This is our 4th week into the semester, and I did a short survey during the synchronous sessions for all the classes to see whether students are happy with their online experience so far. You can see the responses in the pictures below.
Here are a few things that work well so far:
- Using Excel to track student’s questions: for every class that I teach, I created an Excel document from day 1. Each worksheet corresponds to one lecture, and there are two columns: Questions, and Comments. Students are encouraged to put their questions in the document, and I will address them during live sessions. This turns out to be working really well. I know it’s hard to track what they asked in Zoom chat window because a) I can’t monitor chats all the time while I’m teaching; b) when there are too many questions, older ones get buried pretty fast. Using Excel would solve both issues; and since it’s a collaborative document, it’s nice to see them typing in real time, which tells me they are present. At the end of each worksheet, the link to the recorded Zoom sessions and my lecture notes are posted so they can always go back to a certain lecture and quickly find what they are looking for.
- Using Piazza discussion forum: this is a game changer in terms of me communicating with students. I no longer need to reply to the same question multiple times. In the first two week, I had to “force” students asking questions there even if they first sent me emails; I would say “can you please post this question on Piazza and I will respond there”. They get used to posting on Piazza pretty fast. For my courses that adopted Piazza, I almost never get emails: I visit the discussion forum regularly and if students haven’t already answered each other’s questions, I would chime in and clarify doubts. It’s also very easy to create quick polling questions. My first two weeks’ Student Hour has been really quiet so I created a poll on Piazza and pushed it to students’ reading list to determine an alternative timing that works for them. They responded pretty fast.

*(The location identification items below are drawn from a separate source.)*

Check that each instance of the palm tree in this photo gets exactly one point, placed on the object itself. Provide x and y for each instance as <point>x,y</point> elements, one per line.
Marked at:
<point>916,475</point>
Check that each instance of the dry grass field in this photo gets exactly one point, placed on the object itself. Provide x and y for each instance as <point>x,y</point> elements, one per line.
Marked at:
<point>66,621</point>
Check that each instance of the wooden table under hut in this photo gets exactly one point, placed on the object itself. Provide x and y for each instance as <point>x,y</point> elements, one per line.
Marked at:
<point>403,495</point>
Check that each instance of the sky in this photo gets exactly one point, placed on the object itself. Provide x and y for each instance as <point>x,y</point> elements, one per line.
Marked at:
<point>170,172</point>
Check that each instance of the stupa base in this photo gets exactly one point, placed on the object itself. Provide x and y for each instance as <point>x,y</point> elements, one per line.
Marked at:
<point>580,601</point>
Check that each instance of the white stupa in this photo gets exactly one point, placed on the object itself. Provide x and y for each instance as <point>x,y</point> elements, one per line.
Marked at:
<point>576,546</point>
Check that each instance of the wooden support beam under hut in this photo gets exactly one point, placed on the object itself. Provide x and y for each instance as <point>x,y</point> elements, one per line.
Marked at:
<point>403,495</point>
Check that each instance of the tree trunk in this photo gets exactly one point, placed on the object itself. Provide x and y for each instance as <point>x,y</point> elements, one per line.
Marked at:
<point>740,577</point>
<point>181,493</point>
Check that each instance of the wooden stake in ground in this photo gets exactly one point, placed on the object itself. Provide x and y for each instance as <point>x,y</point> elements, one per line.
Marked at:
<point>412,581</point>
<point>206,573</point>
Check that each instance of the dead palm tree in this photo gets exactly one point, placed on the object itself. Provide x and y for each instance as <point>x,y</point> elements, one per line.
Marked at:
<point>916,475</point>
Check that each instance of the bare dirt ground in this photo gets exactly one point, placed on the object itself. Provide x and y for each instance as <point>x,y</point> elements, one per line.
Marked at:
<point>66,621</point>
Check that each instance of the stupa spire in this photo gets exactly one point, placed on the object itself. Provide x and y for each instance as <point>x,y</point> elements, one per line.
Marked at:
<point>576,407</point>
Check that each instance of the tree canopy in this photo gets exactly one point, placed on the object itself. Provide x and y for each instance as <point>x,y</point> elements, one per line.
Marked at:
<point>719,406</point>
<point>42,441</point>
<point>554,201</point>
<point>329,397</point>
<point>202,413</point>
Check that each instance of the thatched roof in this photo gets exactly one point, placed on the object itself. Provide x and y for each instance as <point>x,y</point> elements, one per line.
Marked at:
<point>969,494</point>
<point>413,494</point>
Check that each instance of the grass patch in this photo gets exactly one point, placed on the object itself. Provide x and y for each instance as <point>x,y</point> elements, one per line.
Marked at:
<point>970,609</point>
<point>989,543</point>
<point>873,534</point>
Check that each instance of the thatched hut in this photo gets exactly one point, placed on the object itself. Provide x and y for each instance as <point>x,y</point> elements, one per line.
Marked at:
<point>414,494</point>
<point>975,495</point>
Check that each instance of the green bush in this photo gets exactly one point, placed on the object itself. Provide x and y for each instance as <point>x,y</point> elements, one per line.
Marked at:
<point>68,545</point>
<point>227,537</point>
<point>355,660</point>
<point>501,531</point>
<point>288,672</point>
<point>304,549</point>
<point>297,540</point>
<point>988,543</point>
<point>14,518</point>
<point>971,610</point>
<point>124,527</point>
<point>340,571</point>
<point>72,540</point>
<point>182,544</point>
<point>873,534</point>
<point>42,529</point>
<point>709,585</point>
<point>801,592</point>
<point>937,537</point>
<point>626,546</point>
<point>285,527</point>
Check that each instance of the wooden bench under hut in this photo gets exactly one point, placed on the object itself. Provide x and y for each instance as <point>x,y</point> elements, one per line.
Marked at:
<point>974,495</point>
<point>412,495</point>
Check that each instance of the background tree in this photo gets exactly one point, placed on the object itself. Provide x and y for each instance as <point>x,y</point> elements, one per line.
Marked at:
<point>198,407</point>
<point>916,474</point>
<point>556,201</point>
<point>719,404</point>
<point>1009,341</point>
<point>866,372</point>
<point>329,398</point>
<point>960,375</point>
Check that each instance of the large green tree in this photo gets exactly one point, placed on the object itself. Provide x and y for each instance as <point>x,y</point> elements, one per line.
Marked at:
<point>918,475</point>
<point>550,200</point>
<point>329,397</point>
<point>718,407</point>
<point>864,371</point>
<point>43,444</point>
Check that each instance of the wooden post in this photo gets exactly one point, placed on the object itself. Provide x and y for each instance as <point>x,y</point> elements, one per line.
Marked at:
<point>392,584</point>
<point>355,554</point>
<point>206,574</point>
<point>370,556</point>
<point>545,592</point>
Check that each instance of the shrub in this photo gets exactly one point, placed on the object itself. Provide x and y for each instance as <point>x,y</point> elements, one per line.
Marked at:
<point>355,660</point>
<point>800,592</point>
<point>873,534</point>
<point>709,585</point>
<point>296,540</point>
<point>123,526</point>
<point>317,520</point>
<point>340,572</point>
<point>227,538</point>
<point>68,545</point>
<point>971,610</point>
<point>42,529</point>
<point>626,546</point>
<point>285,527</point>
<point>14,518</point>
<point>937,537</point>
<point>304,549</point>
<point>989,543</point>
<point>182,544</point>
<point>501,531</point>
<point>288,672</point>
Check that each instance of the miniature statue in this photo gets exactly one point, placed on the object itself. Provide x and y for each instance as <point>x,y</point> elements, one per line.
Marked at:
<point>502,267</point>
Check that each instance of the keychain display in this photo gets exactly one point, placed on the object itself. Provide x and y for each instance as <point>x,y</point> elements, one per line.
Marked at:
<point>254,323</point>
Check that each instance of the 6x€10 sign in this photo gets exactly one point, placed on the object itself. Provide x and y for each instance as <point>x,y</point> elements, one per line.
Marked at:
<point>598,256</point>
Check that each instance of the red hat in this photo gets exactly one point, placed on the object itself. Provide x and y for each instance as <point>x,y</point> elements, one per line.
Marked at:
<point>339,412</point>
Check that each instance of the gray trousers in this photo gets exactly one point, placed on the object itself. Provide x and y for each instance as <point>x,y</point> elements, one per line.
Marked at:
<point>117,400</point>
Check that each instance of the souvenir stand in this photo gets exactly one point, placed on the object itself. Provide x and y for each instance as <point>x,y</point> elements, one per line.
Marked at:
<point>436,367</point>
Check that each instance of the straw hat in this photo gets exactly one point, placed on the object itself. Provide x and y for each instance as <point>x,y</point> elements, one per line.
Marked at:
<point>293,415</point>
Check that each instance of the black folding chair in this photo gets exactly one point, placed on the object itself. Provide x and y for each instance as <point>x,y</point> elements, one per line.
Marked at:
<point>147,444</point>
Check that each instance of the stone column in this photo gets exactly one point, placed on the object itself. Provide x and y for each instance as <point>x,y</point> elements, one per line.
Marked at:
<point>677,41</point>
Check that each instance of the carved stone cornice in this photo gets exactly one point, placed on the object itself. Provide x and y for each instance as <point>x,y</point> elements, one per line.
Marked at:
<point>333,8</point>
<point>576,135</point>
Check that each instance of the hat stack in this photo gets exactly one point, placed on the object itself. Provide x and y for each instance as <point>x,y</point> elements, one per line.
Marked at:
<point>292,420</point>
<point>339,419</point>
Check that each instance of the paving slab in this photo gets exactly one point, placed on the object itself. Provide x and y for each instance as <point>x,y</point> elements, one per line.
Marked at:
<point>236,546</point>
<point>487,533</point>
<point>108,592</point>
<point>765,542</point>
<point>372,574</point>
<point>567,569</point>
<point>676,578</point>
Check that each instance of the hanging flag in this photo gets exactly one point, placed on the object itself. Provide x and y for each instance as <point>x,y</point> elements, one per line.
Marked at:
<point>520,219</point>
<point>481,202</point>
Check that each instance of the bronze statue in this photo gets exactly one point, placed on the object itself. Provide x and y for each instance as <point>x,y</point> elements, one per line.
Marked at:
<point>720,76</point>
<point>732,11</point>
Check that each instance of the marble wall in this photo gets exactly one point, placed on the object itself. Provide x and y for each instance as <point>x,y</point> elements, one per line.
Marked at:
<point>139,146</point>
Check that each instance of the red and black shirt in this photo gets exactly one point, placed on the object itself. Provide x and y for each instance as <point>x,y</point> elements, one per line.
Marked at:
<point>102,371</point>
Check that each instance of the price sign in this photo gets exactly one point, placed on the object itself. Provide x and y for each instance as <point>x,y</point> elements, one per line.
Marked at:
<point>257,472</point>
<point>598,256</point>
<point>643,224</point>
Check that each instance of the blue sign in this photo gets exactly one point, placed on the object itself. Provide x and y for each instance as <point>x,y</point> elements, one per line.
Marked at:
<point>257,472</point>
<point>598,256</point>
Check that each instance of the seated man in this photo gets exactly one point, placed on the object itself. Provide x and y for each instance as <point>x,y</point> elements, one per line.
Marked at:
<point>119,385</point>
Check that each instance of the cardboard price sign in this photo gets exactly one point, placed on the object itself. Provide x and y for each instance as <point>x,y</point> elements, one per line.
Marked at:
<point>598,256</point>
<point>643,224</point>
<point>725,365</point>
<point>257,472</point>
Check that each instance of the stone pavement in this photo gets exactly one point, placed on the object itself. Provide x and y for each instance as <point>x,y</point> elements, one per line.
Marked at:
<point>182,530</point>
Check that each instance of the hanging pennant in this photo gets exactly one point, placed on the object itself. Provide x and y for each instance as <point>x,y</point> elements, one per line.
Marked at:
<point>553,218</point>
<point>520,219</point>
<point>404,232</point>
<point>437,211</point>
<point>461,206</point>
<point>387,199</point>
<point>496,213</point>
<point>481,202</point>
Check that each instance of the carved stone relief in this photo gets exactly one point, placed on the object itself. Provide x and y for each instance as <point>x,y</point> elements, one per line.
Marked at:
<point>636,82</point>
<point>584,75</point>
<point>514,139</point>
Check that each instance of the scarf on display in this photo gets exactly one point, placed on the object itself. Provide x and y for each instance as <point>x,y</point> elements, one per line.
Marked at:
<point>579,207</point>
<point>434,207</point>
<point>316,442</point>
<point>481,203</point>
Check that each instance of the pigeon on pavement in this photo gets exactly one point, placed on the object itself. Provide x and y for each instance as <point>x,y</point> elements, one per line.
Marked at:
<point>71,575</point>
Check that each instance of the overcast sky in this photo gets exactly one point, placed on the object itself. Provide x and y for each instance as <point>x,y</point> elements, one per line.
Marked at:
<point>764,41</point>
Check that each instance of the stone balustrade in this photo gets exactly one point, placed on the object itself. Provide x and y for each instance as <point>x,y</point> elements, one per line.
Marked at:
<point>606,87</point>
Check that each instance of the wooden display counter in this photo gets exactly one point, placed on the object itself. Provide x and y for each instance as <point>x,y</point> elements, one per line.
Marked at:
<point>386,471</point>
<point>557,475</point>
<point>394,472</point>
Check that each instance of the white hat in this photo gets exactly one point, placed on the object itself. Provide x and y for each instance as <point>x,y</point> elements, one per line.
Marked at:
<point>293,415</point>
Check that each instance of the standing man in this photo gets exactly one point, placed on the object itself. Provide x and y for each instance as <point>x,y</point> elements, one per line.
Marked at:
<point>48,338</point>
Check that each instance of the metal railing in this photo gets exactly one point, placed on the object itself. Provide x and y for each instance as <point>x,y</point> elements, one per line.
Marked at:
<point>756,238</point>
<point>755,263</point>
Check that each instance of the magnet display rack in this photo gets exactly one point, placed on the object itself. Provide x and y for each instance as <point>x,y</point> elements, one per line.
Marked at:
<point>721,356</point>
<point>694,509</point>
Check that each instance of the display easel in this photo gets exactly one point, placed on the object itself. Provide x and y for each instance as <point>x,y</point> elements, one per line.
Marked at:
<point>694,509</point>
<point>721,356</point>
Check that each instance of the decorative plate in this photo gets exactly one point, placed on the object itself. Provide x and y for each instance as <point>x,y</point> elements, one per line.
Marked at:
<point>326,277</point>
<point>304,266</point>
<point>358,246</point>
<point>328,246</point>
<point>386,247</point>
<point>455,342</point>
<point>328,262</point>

- Using Zoom sessions as Q&A: whenever we meet online synchronously, I use the time to answer students’ questions. I don’t do formal lecturing at all. This has been working well based on their feedback.
- Using Hypothes.is for social annotation: since we are using an open textbook that’s online, it makes sense to offer students the opportunity to annotate online. I can take a glance at their annotations and have a pretty good idea of how much they understand the materials and what I should talk about when we are all online.
One thing that didn’t work well and I’d like to know how to fix it is using Break-out Rooms: I tried to send students to break-out rooms for discussions, but it didn’t work. Some didn’t join, some didn’t participate even when they are in a break-out room. My guess is more structures are needed, and some form of collaborative space should be open to them so they can record their progress (google doc? google slides?). If you have good ideas about how to use Break-out rooms, please do share.
Today is mid-autumn day for Chinese in China and overseas. It’s a time of family reunion. I wish my mum is still around. Even though I don’t usually get to spend holidays with them back in China, it still feels like home when she’s around.